Sunday, 2 May 2021

Reading - The Pike by Lucy Hughes Hallett

Having read many good reviews, I was looking forward to this book. In it Lucy Hughes-Hallett tells the story of Gabriele d'Annunzio and attempts to make the case that he was not merely the most vivid expression of the wild times in which he lived but a person without whom the theatrical aspects of Mussolini's Fascist Italy might never have been realised. However, very early on Hughes Hallett herself has to admit that the extent of d'Annunzio's political influence is very much a matter of dispute. Once this admission is made, (page 64 in my edition), tramping through the next 600 pages grew wearisome for me. The fact that "we know in enormous detail what d'Annunzio did in bed" and Hughes-Hallett provides much of that detail did not help, since I am not a voyeur. Hughes-Hallett attempts to hold our attention by acknowledging that there is quite a lot to disapprove of in d'Annunzio and then asserting that "disapproval is not an interesting response." Well no, but revulsion is not a pleasant feeling, yet the fact remains that the reaction of the reader to most of d'Annunzio's behaviour is likely to be revulsion, which makes it a long, revolting read.

The problem Hughes-Hallett faces in trying to portray d'Annunzio is that you really had to be there. He was clearly hypnotic in person, in possession of an extraordinary charisma when addressing a crowd. Sadly charisma is not something that can be resurrected through descriptions after the event. Therefore one is left with the fact that, as Hughes-Hallett says, "he was one of the cleverest of men, but also one of the least empathetic. He was as ruthless and selfish as a baby", (why does Boris Johnson keep leaping into my mind, I wonder). Without being mesmerised by witnessing his personal magnetism, the things he does - binding his eyes as he approached the border when returning to Italy, "lest the first sight of his homeland be too emotional", for example - seem frankly ludicrous. 

One aspect of d'Annunzio that is faintly interesting in the context of today's politics is the fact that he was clearly a populist - "Instead of looking up the social scale and the political hierarchy, seeking endorsement from the ruling class, he looked to the people, turning popularity into power". However, those who came after him were also populists - and I was not convinced by this book that their populism was due to d'Annunzio's influence. Populism appears at times of dissatisfaction and upheaval and the period between the first and second world wars in Europe was a period of dissatisfaction and upheaval. 

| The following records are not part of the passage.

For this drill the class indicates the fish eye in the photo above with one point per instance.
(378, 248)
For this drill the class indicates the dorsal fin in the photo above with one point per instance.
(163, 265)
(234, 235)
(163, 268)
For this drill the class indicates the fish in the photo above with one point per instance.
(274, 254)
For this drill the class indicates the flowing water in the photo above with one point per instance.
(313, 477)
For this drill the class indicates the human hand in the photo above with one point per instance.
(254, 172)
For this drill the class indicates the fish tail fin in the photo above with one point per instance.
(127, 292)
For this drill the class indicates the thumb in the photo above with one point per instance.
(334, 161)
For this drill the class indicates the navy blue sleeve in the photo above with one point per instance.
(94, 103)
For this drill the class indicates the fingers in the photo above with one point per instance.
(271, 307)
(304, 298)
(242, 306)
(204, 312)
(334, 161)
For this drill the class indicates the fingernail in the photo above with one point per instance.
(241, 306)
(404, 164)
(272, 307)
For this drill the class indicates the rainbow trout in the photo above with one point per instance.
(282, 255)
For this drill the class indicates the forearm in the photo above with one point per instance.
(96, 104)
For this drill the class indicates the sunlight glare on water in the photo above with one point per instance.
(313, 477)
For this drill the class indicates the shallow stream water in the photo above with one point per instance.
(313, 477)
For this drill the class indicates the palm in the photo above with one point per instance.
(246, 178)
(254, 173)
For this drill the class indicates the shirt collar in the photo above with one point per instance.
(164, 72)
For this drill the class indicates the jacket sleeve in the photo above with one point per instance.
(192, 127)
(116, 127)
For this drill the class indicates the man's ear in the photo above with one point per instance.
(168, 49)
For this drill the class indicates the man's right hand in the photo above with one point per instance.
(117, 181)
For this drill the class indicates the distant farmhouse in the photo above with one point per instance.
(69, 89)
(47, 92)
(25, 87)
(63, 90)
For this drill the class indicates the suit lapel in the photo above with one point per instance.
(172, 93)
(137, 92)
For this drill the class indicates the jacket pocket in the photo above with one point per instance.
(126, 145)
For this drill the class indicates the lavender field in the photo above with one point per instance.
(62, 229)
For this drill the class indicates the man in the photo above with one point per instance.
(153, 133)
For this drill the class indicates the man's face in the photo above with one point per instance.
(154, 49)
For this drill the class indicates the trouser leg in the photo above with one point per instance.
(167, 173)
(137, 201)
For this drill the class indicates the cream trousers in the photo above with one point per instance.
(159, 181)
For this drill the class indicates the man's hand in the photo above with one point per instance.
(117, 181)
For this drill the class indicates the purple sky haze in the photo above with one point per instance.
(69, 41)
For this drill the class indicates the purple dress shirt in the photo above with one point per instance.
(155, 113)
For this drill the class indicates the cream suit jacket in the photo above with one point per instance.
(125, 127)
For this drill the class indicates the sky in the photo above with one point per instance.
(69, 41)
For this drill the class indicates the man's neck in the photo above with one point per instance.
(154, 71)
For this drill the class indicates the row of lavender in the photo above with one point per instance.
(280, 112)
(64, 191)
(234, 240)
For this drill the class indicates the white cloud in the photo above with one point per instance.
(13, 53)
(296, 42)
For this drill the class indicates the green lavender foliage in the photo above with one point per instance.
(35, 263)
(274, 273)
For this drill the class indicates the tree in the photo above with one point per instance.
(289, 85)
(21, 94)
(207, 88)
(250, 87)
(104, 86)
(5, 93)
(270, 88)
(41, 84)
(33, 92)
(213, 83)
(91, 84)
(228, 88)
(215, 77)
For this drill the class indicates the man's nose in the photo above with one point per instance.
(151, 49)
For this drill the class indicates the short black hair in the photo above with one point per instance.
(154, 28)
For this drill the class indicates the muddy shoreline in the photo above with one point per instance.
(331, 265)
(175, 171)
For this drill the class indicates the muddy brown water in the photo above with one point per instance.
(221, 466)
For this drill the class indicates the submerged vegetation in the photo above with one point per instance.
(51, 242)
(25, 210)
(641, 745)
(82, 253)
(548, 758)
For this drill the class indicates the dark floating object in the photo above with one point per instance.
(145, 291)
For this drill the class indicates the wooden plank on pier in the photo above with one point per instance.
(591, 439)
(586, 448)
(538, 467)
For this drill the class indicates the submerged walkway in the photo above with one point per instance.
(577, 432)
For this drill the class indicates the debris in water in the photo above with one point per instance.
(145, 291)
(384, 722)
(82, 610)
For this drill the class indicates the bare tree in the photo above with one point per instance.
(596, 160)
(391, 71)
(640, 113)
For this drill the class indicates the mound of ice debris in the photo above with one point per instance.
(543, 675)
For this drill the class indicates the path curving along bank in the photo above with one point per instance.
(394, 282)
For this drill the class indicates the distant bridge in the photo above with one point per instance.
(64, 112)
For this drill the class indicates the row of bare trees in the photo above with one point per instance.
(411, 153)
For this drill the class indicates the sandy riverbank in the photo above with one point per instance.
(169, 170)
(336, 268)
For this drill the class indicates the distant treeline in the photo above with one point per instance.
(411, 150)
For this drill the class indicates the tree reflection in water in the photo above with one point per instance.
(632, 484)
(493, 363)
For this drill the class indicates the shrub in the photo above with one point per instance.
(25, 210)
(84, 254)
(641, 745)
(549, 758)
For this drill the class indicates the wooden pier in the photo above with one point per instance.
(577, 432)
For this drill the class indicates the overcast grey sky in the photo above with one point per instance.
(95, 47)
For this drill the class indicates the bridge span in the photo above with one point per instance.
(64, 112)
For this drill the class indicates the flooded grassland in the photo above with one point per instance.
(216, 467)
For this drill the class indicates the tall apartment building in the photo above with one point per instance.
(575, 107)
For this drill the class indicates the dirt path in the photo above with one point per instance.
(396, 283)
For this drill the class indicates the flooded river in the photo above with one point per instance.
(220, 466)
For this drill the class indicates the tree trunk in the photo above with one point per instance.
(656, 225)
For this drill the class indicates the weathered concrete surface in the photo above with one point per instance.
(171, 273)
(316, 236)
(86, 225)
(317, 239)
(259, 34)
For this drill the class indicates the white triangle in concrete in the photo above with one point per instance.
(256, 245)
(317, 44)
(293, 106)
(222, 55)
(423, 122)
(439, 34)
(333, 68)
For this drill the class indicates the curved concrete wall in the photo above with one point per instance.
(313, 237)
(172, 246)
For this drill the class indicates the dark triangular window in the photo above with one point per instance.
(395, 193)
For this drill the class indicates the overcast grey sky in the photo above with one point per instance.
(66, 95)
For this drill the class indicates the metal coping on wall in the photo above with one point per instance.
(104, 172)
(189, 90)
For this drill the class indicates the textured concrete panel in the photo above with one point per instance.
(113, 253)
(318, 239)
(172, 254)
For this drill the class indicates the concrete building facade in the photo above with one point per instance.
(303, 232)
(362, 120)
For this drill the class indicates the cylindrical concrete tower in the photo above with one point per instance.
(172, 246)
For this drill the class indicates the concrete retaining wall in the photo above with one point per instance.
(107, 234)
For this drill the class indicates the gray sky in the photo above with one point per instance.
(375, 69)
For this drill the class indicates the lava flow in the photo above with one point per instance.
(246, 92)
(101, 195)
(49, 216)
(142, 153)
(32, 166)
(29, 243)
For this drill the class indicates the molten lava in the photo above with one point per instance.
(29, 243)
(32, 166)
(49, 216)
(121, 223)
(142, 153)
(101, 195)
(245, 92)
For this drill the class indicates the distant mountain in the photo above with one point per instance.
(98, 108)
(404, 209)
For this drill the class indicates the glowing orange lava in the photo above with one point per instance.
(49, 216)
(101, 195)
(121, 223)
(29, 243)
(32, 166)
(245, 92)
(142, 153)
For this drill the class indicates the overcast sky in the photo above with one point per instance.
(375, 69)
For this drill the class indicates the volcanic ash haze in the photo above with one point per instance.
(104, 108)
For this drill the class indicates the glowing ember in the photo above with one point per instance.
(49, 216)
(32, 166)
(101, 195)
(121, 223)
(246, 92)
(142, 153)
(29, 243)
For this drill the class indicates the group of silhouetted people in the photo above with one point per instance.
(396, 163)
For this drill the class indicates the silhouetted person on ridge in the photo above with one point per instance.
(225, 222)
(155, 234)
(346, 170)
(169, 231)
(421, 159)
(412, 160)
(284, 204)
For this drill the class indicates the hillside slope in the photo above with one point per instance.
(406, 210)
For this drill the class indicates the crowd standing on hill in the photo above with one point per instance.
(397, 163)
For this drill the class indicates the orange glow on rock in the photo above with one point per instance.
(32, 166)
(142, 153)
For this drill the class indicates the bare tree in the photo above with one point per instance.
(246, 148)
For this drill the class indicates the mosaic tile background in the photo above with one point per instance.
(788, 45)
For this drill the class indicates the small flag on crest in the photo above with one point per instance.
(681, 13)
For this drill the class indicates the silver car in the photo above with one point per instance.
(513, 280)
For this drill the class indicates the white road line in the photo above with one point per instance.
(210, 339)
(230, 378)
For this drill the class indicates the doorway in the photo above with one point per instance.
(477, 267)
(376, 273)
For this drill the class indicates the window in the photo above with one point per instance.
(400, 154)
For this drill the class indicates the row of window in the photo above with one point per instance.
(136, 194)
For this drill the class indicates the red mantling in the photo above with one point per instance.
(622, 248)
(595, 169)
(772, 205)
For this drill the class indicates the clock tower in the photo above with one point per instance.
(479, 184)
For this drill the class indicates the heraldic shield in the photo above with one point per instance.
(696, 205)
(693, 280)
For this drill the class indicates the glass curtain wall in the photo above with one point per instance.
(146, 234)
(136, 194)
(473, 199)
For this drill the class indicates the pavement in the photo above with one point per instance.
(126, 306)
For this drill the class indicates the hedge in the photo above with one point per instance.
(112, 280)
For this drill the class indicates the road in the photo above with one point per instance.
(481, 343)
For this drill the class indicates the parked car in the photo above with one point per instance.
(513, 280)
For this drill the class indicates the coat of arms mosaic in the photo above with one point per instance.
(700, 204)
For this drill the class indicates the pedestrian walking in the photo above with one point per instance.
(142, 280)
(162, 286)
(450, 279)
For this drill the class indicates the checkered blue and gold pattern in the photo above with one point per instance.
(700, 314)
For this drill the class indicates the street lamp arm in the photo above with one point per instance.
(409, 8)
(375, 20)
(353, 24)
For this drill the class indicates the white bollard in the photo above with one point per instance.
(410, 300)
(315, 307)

Ultimately, for me the book was pointless, beyond the discovery that Pirandello was at best an appeaser of the Fascists, which was very disappointing. I was not convinced that politically d'Annunzio was more than an extremely eccentric egoist whose showmanship was directed at nothing other than his own self-aggrandisement and grew from the mood of the times rather than influencing them. I was not interested in his sexual exploits. Inasmuch as I might be interested in him as an artist - and James Joyce seems to have admired him, declaring that he was "the only European writer after Flaubert to carry the novel into new territory" - then the place to start must surely be his actual writing, not his biography.